Auteure de travaux de recherche sur les inégalités sociales de santé et chargée de recherche à l’Ined, Emilie Counil a entamé son propos sur la sous-évaluation de la question des femmes au travail : « Les premières études datent des années 80, les connaissances existent, mais les problématiques des femmes demeurent invisibles », a-t-elle déclaré. En cause notamment, les questions de genre, qui restent un « impensé. » des sciences biomédicales. Ainsi, dans ses travaux de recherche sur le cancer d’origine professionnel, la chercheuse montre que les femmes ont moins accès à des politiques de prévention, mais aussi qu’il leur est plus difficile de faire reconnaître l’origine professionnelle de leur maladie en raison de parcours souvent plus hachés, qui rendent l’indemnisation plus ardue.

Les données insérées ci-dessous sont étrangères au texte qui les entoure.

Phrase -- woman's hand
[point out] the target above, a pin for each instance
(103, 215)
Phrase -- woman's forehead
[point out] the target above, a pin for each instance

Interruption de carrière et santé

Sa collègue, Constance Beaufils, auteure d’une thèse sur l’inactivité professionnelle au cours du parcours de vie (Paris-Saclay et Ined) a quant à elle étudié le lien entre interruptions de carrière des femmes et problèmes de santé, notamment à la retraite. « L’inactivité professionnelle continue de marquer les femmes », a-t-elle assuré. Ainsi, 20 % des mères de trois enfants ou plus sont en inactivité professionnelle (et 40 % quand le dernier a moins de trois ans). Or elle relève que les femmes qui combinent maternité et emploi bénéficient d’une meilleure santé à long terme. « Des politiques qui permettent de diminuer les tensions famille/travail pourraient réduire le risque de vieillissement en mauvaise santé pour certains groupes de femmes », souligne-t-elle. Autre enseignement : ces trappes à inactivité peuvent entraîner des épisodes dépressifs plus tard, et ce, quel que soit leur niveau de qualification. « Des politiques publiques qui favorisent le retour à l’emploi des femmes sont nécessaires », insiste Constance Beaufils. Enfin, alors que « certains événements biographiques, comme des séparations – de plus en plus fréquentes –, mettent en péril l’équilibre des femmes éloignées de l’emploi et donc leur santé, le maintien des femmes en emploi constituerait aussi une politique de santé publique », ajoute la chercheuse, qui relève que l’absence de conjoint à un âge avancé accentue un risque de problèmes de santé mentale pour les femmes qui ont eu des interruptions de carrière. Pour les femmes d’ouvriers, qui connaissent davantage d’accidents de parcours, le risque est encore plus élevé. « L’inactivité débouche sur des inégalités financières qui, elles, débouchent sur une mauvaise santé. », résume Constance Beaufils, en relevant aussi le stigmate qu’est l’inactivité, une nouveauté par rapport aux générations précédentes, pour qui être femme au foyer n’était pas forcément mal vu. Sur cette question des inégalités de genre, Emilie Counil insiste en outre sur la nécessité, au-delà des grandes enquêtes sociodé-mographiques, de statistiques publiques « qui incluent le sexe, la profession et l’histoire migratoire des personnes sur les certificats de décès », afin de pouvoir affiner les études.

Maladies psychiques

Enfin, la reconnaissance des maladies psychiques, qui touchent particulièrement les femmes en maladie professionnelle, a aussi été évoquée comme élément dans la lutte contre les inégalités et pour la santé des femmes au travail. Les sénatrices ont reconnu l’importance d’affiner les données alors que le Covid a modifié les organisations de travail et que le télétravail affecte les hommes et les femmes de façon différenciée. D’autres auditions suivront avant la remise du rapport, courant 2023.